Roses tend to have the reputation of being a hard-to-care for plant and many gardeners shy away from growing them. By meeting some basic needs of roses and with a little regular attention, your will find growing and caring for roses to be relatively easy, lending lasting beauty, color and fragrance to your home garden throughout the summer. Do not let caring for roses be a thorn in your side; follow these easy steps and enjoy the rewards of your efforts.
Grow a rose bush in a sunny location where it will receive full sun daily. Roses also like well-draining soil, so before planting, amend your garden soil if necessary with peat moss or compost.

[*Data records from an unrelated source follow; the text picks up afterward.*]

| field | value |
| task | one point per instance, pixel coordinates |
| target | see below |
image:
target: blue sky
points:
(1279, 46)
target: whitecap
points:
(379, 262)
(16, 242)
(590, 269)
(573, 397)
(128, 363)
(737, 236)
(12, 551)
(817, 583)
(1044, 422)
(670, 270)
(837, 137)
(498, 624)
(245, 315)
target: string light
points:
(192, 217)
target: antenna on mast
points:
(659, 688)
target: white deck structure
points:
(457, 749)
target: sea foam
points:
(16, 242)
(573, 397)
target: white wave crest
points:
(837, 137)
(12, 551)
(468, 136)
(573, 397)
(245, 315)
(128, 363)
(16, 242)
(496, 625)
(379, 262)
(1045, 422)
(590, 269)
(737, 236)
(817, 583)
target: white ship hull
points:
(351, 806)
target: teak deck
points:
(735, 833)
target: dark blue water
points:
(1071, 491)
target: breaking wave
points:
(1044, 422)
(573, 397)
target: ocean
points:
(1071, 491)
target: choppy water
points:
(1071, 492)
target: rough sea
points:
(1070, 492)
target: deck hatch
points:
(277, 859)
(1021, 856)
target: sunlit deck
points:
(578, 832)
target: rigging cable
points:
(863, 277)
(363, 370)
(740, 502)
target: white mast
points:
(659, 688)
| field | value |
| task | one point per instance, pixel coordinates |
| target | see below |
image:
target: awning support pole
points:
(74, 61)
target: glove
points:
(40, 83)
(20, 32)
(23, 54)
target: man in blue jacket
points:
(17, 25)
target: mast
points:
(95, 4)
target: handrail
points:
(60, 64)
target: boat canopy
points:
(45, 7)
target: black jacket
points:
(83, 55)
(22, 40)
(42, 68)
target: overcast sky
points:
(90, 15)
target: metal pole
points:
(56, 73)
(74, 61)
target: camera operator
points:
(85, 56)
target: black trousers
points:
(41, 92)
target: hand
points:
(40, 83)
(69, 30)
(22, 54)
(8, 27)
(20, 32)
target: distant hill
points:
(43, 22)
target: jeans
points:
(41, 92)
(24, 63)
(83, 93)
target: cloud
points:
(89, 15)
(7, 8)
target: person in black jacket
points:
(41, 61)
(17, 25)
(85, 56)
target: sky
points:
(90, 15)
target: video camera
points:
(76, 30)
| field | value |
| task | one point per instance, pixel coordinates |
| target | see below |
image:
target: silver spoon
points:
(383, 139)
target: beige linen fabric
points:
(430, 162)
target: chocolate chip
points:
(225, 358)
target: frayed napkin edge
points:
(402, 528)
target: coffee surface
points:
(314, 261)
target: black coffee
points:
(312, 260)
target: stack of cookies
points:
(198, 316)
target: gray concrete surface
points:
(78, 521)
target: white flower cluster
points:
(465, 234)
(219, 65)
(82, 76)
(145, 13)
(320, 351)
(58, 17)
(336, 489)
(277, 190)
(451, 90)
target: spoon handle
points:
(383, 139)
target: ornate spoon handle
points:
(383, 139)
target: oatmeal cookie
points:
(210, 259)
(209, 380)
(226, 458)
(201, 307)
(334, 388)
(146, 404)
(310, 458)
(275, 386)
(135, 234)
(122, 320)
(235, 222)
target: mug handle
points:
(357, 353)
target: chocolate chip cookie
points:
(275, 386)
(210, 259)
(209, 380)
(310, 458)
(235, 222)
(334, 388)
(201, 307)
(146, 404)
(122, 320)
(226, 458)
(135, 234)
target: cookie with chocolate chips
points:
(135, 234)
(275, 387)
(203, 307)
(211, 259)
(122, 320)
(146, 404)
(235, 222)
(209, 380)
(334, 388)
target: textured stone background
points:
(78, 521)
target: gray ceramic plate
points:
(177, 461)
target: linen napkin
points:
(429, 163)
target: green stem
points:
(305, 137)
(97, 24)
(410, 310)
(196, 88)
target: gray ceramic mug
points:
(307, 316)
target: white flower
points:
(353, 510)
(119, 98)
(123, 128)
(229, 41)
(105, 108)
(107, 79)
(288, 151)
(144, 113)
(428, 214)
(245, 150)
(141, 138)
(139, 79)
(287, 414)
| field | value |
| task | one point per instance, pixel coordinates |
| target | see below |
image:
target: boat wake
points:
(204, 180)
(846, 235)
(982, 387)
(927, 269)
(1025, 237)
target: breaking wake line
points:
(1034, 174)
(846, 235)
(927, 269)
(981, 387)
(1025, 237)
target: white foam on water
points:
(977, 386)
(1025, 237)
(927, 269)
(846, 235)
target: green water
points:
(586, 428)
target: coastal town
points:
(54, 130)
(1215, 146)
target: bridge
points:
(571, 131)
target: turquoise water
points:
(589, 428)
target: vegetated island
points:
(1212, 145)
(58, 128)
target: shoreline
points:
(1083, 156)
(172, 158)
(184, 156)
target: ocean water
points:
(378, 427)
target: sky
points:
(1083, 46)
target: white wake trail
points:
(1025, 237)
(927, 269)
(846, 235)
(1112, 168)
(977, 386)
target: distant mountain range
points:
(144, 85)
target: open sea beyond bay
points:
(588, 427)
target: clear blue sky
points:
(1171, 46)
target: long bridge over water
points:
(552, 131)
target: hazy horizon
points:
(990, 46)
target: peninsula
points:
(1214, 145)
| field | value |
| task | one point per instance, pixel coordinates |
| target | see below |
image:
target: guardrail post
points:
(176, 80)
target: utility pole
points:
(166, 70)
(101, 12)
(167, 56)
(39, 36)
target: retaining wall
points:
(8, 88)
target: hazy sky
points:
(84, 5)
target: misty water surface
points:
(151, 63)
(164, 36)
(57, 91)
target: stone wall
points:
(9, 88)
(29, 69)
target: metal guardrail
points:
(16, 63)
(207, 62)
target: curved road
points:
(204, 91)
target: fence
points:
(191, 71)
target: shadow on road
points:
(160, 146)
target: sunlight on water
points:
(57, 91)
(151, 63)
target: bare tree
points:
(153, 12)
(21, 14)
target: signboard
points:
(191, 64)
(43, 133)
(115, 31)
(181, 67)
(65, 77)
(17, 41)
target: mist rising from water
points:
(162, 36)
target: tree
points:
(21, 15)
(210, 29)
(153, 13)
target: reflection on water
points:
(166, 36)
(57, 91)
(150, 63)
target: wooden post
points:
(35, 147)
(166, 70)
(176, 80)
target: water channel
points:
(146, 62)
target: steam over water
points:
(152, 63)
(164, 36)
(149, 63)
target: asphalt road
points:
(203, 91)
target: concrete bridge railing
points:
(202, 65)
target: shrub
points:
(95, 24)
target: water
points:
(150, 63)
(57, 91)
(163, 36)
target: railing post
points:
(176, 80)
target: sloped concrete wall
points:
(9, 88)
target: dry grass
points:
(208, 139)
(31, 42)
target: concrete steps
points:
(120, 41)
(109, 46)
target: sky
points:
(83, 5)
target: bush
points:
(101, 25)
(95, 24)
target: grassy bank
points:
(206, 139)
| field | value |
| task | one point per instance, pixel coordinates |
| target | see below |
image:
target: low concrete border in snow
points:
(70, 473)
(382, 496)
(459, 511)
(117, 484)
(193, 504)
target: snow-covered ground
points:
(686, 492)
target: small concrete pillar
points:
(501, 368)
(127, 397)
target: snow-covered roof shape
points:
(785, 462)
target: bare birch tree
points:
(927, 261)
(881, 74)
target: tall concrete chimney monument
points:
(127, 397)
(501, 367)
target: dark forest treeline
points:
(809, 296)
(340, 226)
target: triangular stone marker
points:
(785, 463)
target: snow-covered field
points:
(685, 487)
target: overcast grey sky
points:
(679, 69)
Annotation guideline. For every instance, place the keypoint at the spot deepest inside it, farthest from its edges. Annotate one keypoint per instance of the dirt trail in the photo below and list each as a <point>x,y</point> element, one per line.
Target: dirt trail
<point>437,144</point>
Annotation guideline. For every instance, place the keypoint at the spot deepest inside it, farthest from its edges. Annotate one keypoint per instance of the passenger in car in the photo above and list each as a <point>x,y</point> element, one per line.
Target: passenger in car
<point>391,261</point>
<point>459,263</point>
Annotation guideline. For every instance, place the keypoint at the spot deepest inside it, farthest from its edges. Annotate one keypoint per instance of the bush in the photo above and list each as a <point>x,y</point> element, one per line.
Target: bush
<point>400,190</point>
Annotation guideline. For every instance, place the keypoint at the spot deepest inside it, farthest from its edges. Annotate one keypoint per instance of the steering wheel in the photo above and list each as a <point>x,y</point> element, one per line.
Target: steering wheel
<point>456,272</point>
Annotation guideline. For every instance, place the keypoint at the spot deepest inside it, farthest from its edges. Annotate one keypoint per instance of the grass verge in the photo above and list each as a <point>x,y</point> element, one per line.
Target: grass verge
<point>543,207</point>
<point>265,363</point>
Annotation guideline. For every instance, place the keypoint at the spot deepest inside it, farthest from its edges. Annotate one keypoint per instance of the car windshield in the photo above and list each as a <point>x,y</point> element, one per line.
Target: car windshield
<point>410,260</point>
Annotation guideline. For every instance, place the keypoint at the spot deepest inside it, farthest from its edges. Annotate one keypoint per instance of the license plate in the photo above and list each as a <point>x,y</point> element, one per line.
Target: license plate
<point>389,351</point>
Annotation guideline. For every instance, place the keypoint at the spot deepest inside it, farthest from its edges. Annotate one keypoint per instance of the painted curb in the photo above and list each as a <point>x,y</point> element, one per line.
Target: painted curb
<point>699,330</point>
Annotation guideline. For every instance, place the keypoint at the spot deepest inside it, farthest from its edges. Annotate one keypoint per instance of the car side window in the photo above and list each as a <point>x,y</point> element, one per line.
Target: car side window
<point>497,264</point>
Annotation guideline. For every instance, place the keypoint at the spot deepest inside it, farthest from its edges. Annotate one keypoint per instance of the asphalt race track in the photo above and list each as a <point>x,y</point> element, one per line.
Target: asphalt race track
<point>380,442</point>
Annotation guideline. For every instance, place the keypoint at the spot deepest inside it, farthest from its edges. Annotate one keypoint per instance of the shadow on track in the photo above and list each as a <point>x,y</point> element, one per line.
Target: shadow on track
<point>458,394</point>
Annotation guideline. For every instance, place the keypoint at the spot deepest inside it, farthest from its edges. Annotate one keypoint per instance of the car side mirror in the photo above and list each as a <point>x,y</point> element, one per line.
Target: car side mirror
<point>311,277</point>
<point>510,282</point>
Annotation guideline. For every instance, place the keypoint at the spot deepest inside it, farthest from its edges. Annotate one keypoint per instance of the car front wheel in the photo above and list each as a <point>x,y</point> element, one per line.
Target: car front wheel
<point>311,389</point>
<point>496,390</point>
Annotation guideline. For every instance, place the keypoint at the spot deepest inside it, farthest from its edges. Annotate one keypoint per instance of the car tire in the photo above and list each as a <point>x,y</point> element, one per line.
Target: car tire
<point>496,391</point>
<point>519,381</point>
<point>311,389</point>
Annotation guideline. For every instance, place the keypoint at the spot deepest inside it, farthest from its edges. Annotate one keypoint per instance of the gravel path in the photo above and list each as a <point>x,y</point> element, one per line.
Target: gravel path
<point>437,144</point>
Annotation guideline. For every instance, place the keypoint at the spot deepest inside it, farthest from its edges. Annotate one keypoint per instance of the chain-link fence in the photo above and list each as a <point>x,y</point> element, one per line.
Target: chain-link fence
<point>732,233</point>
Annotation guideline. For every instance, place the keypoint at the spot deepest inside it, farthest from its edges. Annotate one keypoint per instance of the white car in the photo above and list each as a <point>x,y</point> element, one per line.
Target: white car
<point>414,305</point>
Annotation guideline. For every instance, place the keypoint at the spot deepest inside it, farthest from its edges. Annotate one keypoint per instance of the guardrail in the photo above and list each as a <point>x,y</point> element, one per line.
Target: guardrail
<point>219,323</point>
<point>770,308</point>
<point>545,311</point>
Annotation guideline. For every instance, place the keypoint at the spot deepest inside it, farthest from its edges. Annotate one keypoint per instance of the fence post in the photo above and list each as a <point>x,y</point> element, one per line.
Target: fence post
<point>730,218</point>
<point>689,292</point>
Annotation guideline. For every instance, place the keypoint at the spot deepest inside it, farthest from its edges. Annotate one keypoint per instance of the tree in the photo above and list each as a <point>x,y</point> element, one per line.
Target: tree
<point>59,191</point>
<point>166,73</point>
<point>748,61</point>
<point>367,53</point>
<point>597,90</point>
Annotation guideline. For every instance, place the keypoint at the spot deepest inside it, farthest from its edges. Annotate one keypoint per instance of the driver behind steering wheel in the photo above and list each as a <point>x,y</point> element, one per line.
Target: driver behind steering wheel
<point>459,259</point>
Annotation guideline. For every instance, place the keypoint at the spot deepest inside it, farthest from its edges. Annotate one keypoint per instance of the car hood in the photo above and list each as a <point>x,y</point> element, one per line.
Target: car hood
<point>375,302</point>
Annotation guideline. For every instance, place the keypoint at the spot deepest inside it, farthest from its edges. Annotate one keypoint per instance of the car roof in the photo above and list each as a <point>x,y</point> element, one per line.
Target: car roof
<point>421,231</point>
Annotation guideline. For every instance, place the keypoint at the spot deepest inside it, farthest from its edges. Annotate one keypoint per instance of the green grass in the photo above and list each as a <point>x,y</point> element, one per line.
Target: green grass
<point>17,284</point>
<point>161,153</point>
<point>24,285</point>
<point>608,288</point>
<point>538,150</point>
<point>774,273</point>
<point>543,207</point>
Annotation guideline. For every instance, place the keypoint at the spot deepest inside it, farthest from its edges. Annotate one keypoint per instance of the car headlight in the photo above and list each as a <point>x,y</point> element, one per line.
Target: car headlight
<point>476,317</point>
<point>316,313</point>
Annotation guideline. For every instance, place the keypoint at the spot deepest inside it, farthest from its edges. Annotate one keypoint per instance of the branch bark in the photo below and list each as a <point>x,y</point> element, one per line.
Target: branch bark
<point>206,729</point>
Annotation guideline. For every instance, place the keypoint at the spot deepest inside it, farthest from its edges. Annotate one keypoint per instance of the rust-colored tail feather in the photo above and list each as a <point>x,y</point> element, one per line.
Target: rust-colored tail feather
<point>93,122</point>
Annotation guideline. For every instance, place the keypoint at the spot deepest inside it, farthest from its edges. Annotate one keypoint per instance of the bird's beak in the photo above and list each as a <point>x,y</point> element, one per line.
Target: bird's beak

Water your rose consistently so it receives 1 inch of water weekly. Soak the soil to a depth of 6 inches using a drip irrigation system or soaker hose, and feel the soil before watering to be sure the top 2 inches have dried out.
Feed your rose three times per year. The first time should be in the early spring as soon as the leaf buds appear; the second, once the first blooming begins; and the third, in late summer, but no later than August. For each feeding, use one tbsp. of a high-phosphorus fertilizer, 5-10-5, per plant working into the top 4 inches of the soil; water well. Phosphorus is the second number on the fertilizer bag and encourages plenty of blooms.
Prune the rose in early spring when the leaf buds swell, but before the first blooms. Cut back dead wood and/or weak growth, such as canes smaller than the diameter of a pencil, to the ground and shape the rose bush by cutting healthy canes back 1/3. Throughout the growing season, cut off old blooms as soon as they die to encourage new growth. Stop cutting off blooms in early fall to signal to the rose that it is ready to go dormant.
Apply a 2-inch layer of mulch around the rose in early spring before the blooming begins. Mulch such as shredded bark, chopped leaves or wood chips help reduce weeds and maintain the moisture in the soil.
Check your rose often for pests such as aphids or red spider mites and treat by picking off of the leaves and wiping the leaves down with a damp cloth. Apply rubbing alcohol to the pests using a cotton swab dipped in rubbing alcohol to kill immediately. Check the foliage for fungus and immediately cut off the affected leaves to keep from spreading. Treat with a fungal spray available at your local gardening store.
Provide winter protection by applying a 3- to 4-inch layer of straw around the rose after the first frost. Add a few inches of top soil over the straw. Then place a burlap sack over the entire bush filling the inside with straw to insulate from the cold weather and winds. Tie the burlap closed with twine or clips.Remove in late spring after the last frost.